Mas tenho um ponto a meu favor, acho. Entendo que a transcedência para o que for além do que somos aqui neste mundo, não se faz sobre ou sob as asas da Fé. Só desapego. Epa! tem gente que acha mais difícil desapegar-se do que ter fé no Juízo Final, Ressurreição dos Mortos, na Vida Eterna, Amém. Então deixemos essas considerações para lá. Voltemos aos filmes.
Paris e o deserto são mitos. São espaços de miragens. Por isso, o paraleo entre o filme de Wood Allen e o de Bertolucci. E em espaços assim, somos outra pessoa. Falamos diferente. Nos comunicamos diferente conosco e com quem nos é próximo ou distante. Perdemos referências e ganhamos outras.
Digo que viajar é se permitir um estado alterado de consciência que se dá como magia, sem qualquer aditivo: alcool ou qualquer outra droga. Não falo aqui de quem viaja com malas vazias e fazem roteiros de compras. Nada contra. Apenas não tenho tempo para isso quando viajo. E vou ser bem sincera: nem dinheiro.
Geralmente nem volto com a mesma mala da ida, mas com uma menor.E na bagagem de mão algum tesouro: um desenho, uma pequena escultura... Quando a viagem é longa, vou deixando roupas e sapatos pelo caminho. O sapato mais confortável do mundo pode machucar se você anda dez horas por dia. Melhor trocar de modelo de vez em quando. Se estamos no verão, é mais barato comprar uma camiseta nova do que mandar lavar a suja.

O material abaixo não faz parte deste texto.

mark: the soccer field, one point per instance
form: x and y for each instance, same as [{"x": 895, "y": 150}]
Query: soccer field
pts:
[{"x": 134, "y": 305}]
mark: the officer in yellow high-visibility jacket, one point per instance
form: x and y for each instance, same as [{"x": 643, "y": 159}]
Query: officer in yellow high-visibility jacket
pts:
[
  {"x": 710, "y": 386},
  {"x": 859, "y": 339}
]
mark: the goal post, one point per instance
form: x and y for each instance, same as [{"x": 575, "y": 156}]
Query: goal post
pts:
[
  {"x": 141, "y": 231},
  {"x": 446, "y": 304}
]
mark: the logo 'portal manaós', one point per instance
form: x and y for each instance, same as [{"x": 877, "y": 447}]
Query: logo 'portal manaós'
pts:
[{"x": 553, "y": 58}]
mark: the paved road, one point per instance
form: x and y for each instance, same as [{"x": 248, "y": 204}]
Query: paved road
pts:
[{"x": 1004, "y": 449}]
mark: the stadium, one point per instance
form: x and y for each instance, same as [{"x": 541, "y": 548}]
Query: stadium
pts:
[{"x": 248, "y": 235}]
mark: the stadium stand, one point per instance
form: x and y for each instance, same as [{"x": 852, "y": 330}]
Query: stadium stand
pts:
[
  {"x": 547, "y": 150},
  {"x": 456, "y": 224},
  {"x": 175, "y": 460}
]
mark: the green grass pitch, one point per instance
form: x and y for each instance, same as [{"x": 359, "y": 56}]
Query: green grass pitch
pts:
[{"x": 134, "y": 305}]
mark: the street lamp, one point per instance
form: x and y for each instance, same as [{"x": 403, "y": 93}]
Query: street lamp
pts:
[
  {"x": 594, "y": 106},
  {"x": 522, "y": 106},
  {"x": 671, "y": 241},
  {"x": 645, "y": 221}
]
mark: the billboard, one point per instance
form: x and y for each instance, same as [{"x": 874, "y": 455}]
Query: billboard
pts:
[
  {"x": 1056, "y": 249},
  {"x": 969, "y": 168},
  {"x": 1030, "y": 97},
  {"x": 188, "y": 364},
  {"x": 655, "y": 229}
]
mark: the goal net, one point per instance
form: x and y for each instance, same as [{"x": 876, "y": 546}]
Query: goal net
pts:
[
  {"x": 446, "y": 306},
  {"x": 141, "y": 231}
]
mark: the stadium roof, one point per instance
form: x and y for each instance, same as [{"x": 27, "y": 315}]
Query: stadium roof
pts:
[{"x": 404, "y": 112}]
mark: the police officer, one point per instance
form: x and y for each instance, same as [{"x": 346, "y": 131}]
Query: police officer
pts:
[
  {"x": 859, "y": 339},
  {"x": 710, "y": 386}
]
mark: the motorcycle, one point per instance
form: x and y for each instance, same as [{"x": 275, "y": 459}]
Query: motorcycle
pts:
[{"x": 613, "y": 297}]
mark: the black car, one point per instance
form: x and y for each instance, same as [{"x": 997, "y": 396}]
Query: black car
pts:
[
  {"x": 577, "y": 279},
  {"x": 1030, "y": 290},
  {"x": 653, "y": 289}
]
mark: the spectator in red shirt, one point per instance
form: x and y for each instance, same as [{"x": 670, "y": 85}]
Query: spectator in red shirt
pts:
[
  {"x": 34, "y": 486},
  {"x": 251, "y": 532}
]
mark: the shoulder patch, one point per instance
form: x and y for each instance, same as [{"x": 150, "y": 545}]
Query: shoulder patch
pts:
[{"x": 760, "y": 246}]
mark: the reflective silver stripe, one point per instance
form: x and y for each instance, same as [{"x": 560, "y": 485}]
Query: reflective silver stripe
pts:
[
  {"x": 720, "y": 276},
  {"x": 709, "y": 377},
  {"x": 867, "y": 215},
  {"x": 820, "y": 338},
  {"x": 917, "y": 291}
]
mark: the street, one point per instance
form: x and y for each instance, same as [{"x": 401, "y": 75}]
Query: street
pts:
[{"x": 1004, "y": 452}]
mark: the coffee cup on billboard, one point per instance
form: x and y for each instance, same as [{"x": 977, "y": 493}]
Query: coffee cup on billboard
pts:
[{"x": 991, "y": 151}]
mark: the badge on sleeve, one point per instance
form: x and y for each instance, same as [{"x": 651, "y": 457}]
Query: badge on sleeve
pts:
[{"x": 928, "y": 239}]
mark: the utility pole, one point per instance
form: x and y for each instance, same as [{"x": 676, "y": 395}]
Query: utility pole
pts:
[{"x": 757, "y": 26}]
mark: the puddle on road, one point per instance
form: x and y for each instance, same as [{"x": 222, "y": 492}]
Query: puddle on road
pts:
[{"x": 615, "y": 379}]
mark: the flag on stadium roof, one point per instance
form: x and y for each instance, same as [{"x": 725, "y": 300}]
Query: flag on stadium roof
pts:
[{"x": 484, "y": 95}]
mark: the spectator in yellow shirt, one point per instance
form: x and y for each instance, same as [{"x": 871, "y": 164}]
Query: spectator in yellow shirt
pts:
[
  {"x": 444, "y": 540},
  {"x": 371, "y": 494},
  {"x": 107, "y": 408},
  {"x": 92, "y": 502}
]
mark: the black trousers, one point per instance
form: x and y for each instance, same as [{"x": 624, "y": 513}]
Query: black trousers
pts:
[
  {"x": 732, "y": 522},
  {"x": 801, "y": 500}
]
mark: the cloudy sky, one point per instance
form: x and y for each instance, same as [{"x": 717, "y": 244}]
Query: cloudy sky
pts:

Viagens são assim. Despimos literal e metaforicamente do que somos. Nos transformamos. Não se preocupem, a rotina depois nos endurecerá de novo. A não ser que estejamos sempre em movimento, mesmo quando catatônicos, engessados pelas dificuldades diárias. Afinal, não é preciso de trem, ônibus, avião, de andar ou "fumar" pra se viajar.
Bem, o post está enorme e não fiz os paralelos que pretendia entre os filmes de Allen e do Bertolucci. Posso voltar ao assunto. Mas quero terminar lembrando Cervantes: A vida é o que se vive acordado ou o que se vive em sonho? O que é estar desperto? Ou que estar em estado de sonho? Aí a chave dos dois filmes.